Filmin gerilimli atmosferinin yükünü çeken oyuncuların performansları gerçekten iyi. Yüzüklerin Efendisi serisi ile dünya sinemasının dikkatini çekmiş, nam-ı diğer Hollywood’un genç karakter oyuncularından olan Karl Urban’ın ender başrol deneyimlerinden birisi ayrıca Yargıç Dredd rolü. Hatta en elde tutulur olanı da diyebiliriz. Filmin başından sonuna kadar ses olarak Clint Eastwood tonunu, kostüm olarak Batman – Robocop konseptini kendisine düstur edinmiş başarılı performansı, sadece güzelliğiyle ön plana çıkan Olivia Thirlby’i kurtarmaya yetiyor. Zaten Dredd’in Dirty Harry’den pek bir farkı yok aslında. O da teşkilatın en yeteneklilerinden, pek sevilmeyenlerinden ve karizmatiklerinden. Tabi Terminator: The Sarah Connor Chronicles ile televizyonlarda muhteşem bir biçimde boy gösteren, yine Game of Thrones ile bünyeleri sevindiren Lena Headey’in villain performansını da unutmamak gerekir. Etkileyici olmasa da ismini kullanarak karakterden istenenin fazlasını yapmayı başarmış.

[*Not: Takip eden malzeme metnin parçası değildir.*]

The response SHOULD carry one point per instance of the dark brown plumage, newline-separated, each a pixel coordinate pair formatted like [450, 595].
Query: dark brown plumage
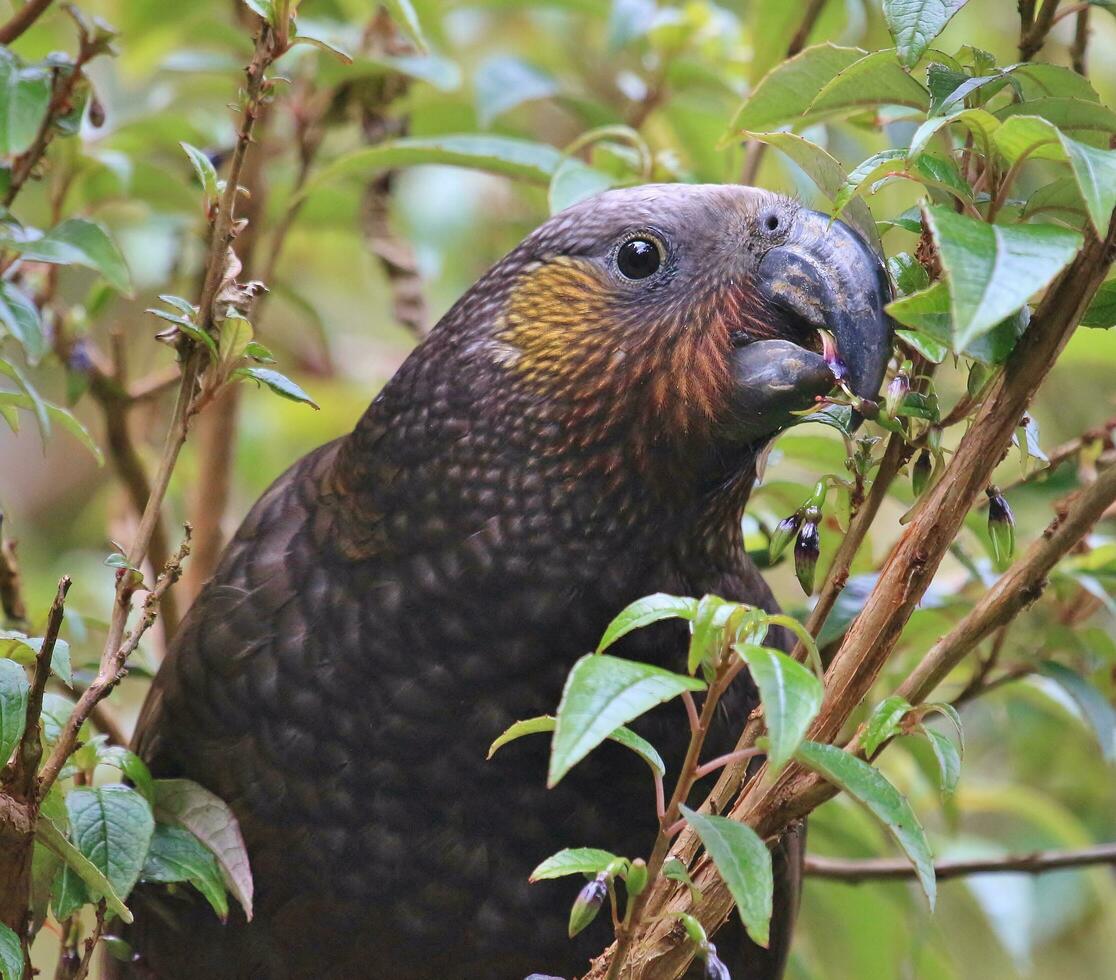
[565, 441]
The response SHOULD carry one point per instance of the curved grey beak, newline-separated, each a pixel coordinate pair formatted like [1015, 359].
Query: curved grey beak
[826, 276]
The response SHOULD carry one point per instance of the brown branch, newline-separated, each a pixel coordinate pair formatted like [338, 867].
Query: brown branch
[768, 806]
[64, 85]
[113, 661]
[30, 746]
[1016, 589]
[90, 943]
[1078, 51]
[688, 776]
[753, 155]
[882, 868]
[1032, 38]
[22, 19]
[117, 645]
[11, 583]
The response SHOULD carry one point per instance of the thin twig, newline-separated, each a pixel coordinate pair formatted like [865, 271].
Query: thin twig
[22, 19]
[1031, 39]
[11, 583]
[753, 155]
[887, 868]
[90, 943]
[30, 746]
[113, 662]
[1016, 589]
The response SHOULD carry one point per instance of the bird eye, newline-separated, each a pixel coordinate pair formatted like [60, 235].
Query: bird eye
[638, 258]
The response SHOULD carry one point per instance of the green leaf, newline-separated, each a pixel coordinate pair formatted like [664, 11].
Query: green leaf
[602, 693]
[263, 8]
[644, 612]
[1094, 170]
[705, 630]
[20, 318]
[233, 339]
[574, 181]
[992, 269]
[522, 159]
[929, 313]
[791, 697]
[675, 871]
[133, 768]
[573, 861]
[204, 169]
[867, 785]
[176, 855]
[785, 93]
[866, 172]
[503, 82]
[884, 723]
[980, 123]
[77, 241]
[185, 804]
[1093, 704]
[821, 167]
[320, 35]
[949, 759]
[112, 826]
[11, 954]
[925, 345]
[403, 13]
[1070, 115]
[279, 383]
[914, 25]
[547, 722]
[13, 691]
[874, 79]
[1102, 311]
[743, 861]
[25, 95]
[50, 836]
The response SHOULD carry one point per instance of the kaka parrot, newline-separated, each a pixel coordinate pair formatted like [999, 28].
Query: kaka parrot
[581, 429]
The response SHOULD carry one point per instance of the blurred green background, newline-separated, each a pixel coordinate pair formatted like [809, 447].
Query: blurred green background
[1032, 777]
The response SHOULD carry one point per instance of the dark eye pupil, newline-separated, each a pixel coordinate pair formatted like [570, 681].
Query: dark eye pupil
[637, 259]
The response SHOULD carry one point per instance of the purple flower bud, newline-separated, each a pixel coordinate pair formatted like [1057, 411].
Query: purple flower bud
[806, 556]
[920, 471]
[781, 536]
[1001, 527]
[587, 904]
[714, 969]
[896, 392]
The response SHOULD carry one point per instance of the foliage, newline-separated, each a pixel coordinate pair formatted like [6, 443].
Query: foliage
[981, 174]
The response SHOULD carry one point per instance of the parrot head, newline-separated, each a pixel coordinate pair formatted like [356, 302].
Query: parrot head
[685, 316]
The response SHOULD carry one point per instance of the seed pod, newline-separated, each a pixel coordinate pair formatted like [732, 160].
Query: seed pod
[714, 969]
[781, 536]
[920, 472]
[587, 904]
[896, 392]
[806, 556]
[1001, 527]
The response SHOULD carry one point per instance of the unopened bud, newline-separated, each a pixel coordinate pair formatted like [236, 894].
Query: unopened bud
[1001, 527]
[806, 556]
[587, 904]
[896, 392]
[636, 880]
[714, 969]
[920, 471]
[782, 535]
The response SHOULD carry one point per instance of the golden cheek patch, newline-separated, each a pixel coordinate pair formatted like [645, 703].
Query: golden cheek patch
[556, 317]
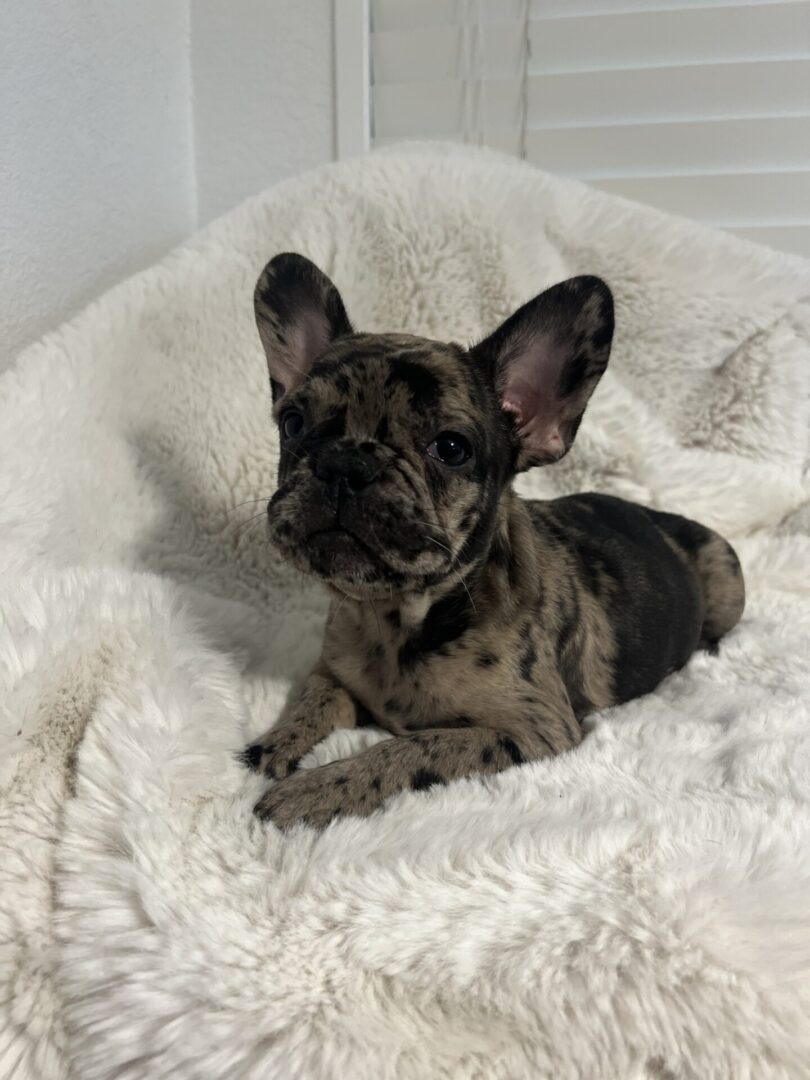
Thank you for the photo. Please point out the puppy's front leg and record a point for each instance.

Dredd 3D, yanlış reklam politikası ile vizyona girmiş, 3D’si bilindik standartların üzerinde seyreden post-modern bir western öyküsü. Yalnızca adaleti birkaç yüzyıl sonradan dağıtıyor. Tek ve kapalı bir mekânda geçmesi dolayısıyla başka çizgi romanların 50 tane uyarlamasını yapan Hollywood yapımcılarının da yıllarca gözardı ettiği bir eser ayrıca. Yeniden çevrimi yapılan başarılı filmlerden birisi. Yalnız, Avengers’da gördüğünüz kalabalığı bu filmde de göreceğinizi zannetmeyin.